Alteration, breccia cement, and veins of the Northeast ore zone formed in five paragenetic stages: prebreccia (stage 1), brecciation and main-stage mineralization (stage 2), late-stage mineralization (stage 3), unmineralized postbreccia dikes and veins (stage 4), and epithermal-style veins (stage 5). Intense pervasive K and Fe metasomatism ± calcite and calc-silicate alteration occurred prior to brecciation caused by the intrusion of megacrystic K-feldspar-phyric monzonite. Stage 2 fluids were silica undersaturated, high temperature (>350°C), CO2 enriched, and of near-neutral to alkaline pH. Potassic, sodic, and calc-potassic assemblages precipitated with mineralization during stage 2 with moderate temperatures at the deposit periphery and in stages 3 and 4. Evidence for more acidic and lower-temperature conditions is preserved in stage 5 veins.

The δ34Ssulfide isotope compositions of stages 2 and 3 chalcopyrite, pyrite, and bornite range from −7.1 to +1.4‰. Sulfur isotope compositions of anhydrite and gypsum are mostly between 6.2 and 9.8‰. These values, together with the presence of hematite, are consistent with deposition from an oxidized, sulfate-dominant, high-temperature magmatic-hydrothermal fluid.

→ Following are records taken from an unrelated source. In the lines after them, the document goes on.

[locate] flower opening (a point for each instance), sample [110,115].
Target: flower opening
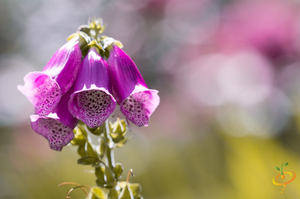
[137,102]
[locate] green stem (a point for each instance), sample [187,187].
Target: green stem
[109,147]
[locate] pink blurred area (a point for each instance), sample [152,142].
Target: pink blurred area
[228,78]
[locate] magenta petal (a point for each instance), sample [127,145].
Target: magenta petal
[92,102]
[137,102]
[64,64]
[57,127]
[44,89]
[124,74]
[140,105]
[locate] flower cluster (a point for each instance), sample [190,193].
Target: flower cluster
[85,80]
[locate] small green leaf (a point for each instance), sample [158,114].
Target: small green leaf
[113,194]
[90,150]
[135,189]
[118,170]
[126,193]
[98,130]
[97,193]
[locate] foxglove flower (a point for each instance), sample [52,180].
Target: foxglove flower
[44,89]
[136,101]
[92,102]
[57,127]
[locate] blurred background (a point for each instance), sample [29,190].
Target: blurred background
[228,74]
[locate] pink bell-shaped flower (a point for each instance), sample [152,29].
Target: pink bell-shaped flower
[136,101]
[44,89]
[57,127]
[92,102]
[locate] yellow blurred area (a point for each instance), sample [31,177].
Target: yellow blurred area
[228,75]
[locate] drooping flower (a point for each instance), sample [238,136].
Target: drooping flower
[92,102]
[136,101]
[57,127]
[44,89]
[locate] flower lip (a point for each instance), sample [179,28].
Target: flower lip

Limited sulfur isotope geothermometry indicates that Cu sulfides precipitated at temperatures from ~480° to ~250°C.

Hydrothermal calcite occurs in all paragenetic stages at Mount Polley. Calcite δ13C values range from −0.2 to −10.5‰, and δ18O values from 4.0 to 20.9‰. The enriched C-O isotope values are not consistent with simple precipitation from an entirely magmatic source of hydrothermal fluid. Interaction of the fluid and/or magma with limestone is considered a likely process to explain the C and O isotope signature.

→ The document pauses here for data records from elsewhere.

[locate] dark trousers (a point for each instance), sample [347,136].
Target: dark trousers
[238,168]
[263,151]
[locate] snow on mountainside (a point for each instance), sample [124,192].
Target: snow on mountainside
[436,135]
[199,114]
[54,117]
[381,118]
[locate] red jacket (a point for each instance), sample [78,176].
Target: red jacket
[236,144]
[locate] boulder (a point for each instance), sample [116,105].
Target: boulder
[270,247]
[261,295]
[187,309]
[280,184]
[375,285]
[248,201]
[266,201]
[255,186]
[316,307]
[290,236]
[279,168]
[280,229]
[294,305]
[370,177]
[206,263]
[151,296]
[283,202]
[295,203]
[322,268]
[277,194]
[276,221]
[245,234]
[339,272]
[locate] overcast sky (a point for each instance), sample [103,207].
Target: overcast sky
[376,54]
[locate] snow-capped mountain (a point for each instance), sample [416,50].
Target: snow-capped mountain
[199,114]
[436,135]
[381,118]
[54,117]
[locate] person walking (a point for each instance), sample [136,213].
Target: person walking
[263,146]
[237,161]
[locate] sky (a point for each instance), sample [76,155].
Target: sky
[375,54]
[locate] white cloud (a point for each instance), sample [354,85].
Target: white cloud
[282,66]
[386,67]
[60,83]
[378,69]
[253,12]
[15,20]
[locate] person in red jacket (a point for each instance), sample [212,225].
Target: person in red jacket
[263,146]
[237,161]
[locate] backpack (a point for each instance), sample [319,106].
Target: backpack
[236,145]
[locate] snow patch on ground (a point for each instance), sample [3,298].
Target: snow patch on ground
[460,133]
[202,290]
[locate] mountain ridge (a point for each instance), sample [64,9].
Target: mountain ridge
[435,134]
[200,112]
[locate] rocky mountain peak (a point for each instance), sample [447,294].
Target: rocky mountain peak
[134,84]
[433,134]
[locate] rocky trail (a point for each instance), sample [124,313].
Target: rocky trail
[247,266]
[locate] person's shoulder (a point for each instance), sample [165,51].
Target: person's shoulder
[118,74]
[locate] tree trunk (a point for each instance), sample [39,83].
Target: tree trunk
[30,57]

Lead isotope data suggest mixing of mantle and crustal sources during mineralization. Main-stage chalcopyrite and pyrite as well as late-stage galena have 206/204Pb values of 18.77 to 18.92, 207/204Pb of 15.56 to 15.59, and 208/204Pb of 38.22 to 38.32. Strontium isotope data (0.70331–0.70371) provide evidence of a strongly depleted mantle source of Sr with minor crustal input. Epsilon Nd values for main-stage apatite range between 5.9 and 6.5, also indicating a depleted mantle source. Stage 5 carbonate 206/204Pb values of 18.96 to 19.04, 207/204Pb of 15.57 to 15.59, and 208/204Pb of 38.26 to 38.36 suggest superposition of an epithermal system onto the Northeast ore zone, potentially as late as ~100 m.y. after breccia formation.

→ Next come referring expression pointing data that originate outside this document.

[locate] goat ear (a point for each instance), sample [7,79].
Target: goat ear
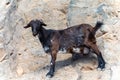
[27,26]
[44,24]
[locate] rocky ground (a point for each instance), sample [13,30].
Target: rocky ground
[21,54]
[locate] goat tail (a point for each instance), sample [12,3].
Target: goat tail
[97,26]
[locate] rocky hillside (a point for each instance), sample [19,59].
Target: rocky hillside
[21,54]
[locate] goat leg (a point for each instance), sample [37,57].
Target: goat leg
[101,62]
[52,65]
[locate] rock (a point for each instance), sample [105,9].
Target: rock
[25,55]
[19,71]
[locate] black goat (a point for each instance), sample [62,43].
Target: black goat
[78,36]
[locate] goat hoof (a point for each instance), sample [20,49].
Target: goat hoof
[75,57]
[49,75]
[101,67]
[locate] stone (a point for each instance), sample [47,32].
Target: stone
[23,54]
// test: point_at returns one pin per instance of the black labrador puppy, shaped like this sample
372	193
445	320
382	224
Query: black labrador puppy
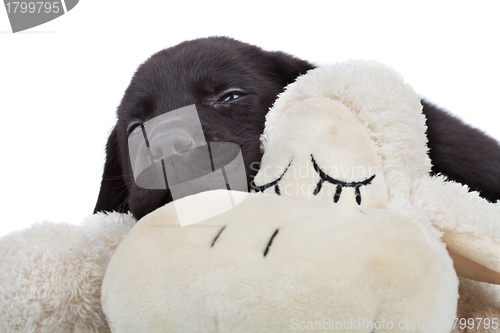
233	85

The data presented are consistent with the hypothesis that the silica-undersaturated alkalic Mount Polley Complex formed due to carbonate assimilation prior to mineralization. This process can explain the δ13C-δ18O isotope data, calcite precipitation concurrent with Cu-Au mineralization, and silica undersaturation of the magma. The CO2 released during assimilation of carbonate also could have promoted magmatic-hydrothermal brecciation. Silica-undersaturated alkalic porphyry systems may preferentially form in arc terranes built on a carbonate-bearing substrate.